The Other Mother by Holly Sharp

The Other Mother by Holly Sharp

Author:Holly Sharp
Language: eng
Format: mobi
Published: 2016-07-23T22:00:00+00:00


26

Isa snores.

She snores even worse than Thalia.

I forgot that Isa snores.

As bad as listening to her involuntarily mimic the sounds of a sawmill all night is, though, it’s better than freezing to death.

Isa’s body is warm, in contrast to pretty much everything within a ten mile radius, and I’m thankful that it’s on top of me.

I’ve pretty much given up on sleep by this point. Now, I’m just lying around waiting for the sun to come up. I wish it would at some stage; this night seems to want to go on forever.

I’m hoping that, when the sun does rise, my mind’ll give it a rest. It just won’t shut up about everything that’s happened, and it’s not like you can really do anything about it. You can’t duct tape its mouth shut or tell it its grandmother died to distract it from the conversation like you can with humans. You’ve just gotta listen to it.

Right now, it’s going on and on about this shit with Thalia, and showing me a range of possible ways me ‘talking to her’ could go down. Around half of those ways end in her giving me the finger and walking away, and I don’t blame her in any of them.

It’s also treating me to a selection of clips showing me all the different ways I could have handled things when that letter came. Getting angry enough to throw myself through my front door was admittedly not the best course of action. But, now that I think about it, I don’t think talking to her would have really helped matters.

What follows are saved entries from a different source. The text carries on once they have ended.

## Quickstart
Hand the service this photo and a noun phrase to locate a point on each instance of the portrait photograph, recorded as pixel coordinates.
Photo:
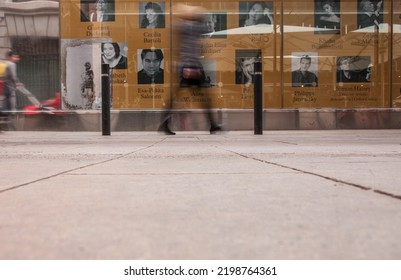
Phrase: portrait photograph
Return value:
(207, 78)
(370, 13)
(150, 66)
(82, 76)
(115, 54)
(327, 17)
(255, 13)
(354, 69)
(244, 69)
(152, 15)
(215, 23)
(97, 10)
(304, 69)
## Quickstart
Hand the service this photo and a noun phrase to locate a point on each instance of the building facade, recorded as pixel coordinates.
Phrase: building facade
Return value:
(325, 64)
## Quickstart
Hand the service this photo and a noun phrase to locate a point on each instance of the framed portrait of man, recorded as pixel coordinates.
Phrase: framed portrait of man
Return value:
(255, 13)
(354, 69)
(327, 17)
(152, 15)
(150, 66)
(304, 69)
(244, 70)
(370, 13)
(97, 10)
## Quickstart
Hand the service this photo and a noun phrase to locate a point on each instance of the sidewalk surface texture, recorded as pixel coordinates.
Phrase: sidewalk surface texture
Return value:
(140, 195)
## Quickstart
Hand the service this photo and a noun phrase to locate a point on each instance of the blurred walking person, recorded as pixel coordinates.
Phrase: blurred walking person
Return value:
(190, 30)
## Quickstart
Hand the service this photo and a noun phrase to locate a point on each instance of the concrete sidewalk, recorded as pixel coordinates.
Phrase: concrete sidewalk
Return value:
(139, 195)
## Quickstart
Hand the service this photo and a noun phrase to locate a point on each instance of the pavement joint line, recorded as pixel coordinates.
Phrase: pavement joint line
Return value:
(79, 168)
(358, 186)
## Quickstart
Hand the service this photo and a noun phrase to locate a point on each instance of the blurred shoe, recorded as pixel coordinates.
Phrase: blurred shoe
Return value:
(163, 128)
(216, 128)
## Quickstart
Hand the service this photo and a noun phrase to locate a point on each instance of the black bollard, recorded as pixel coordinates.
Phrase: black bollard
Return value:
(258, 98)
(105, 99)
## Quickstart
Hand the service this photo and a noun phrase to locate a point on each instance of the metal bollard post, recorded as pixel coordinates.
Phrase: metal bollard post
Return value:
(105, 99)
(258, 98)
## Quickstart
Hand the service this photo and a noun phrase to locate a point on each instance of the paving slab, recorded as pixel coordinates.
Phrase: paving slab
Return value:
(141, 195)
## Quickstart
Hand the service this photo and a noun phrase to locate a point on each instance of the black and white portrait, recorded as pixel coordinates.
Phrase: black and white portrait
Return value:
(150, 66)
(327, 16)
(304, 70)
(245, 60)
(370, 13)
(354, 69)
(255, 13)
(97, 10)
(152, 15)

Thalia’s leaving. I’m as certain of that as I am the sun rising tomorrow (or today, as those ‘people’ who tell you that days start at midnight would say).

How do I know that Thalia’s leaving, you might ask?

I know it because that’s what people do.

They leave.

You get attached to them.

And then they fucking leave.

Thalia’s a person.

And people leave.

Ergo, Thalia will leave.

Just like my mother did.

Just like my brother did.

And just like my fucking father did.

I know what Isa was trying to say earlier, but I can’t change what’s going to happen.

My daughter will leave me.

Corinth’s far.

It’s so far that the sole postage service that operates between here and there can only manage deliveries once every six months.

If Thalia goes to the Imperial University, it won’t be like she’s moving.

It’ll be like she’s dying.

Thalia will be functionally dead from my perspective, and I’m not dealing.

But still, I don’t want her to leave with what happened at our dining table to be her last memory of us.

And, more importantly, if she is going to leave, I want to make sure she’ll be okay after she does.

I have to do it.

I have to do it right now, before Isa wakes up.

It’ll be fucking freezing, but I have to do it.

Ever so gently, I slide the relatively tiny body off from on top of me. I set Isa down beside me, and cover her with the sleeping bag up to the neck.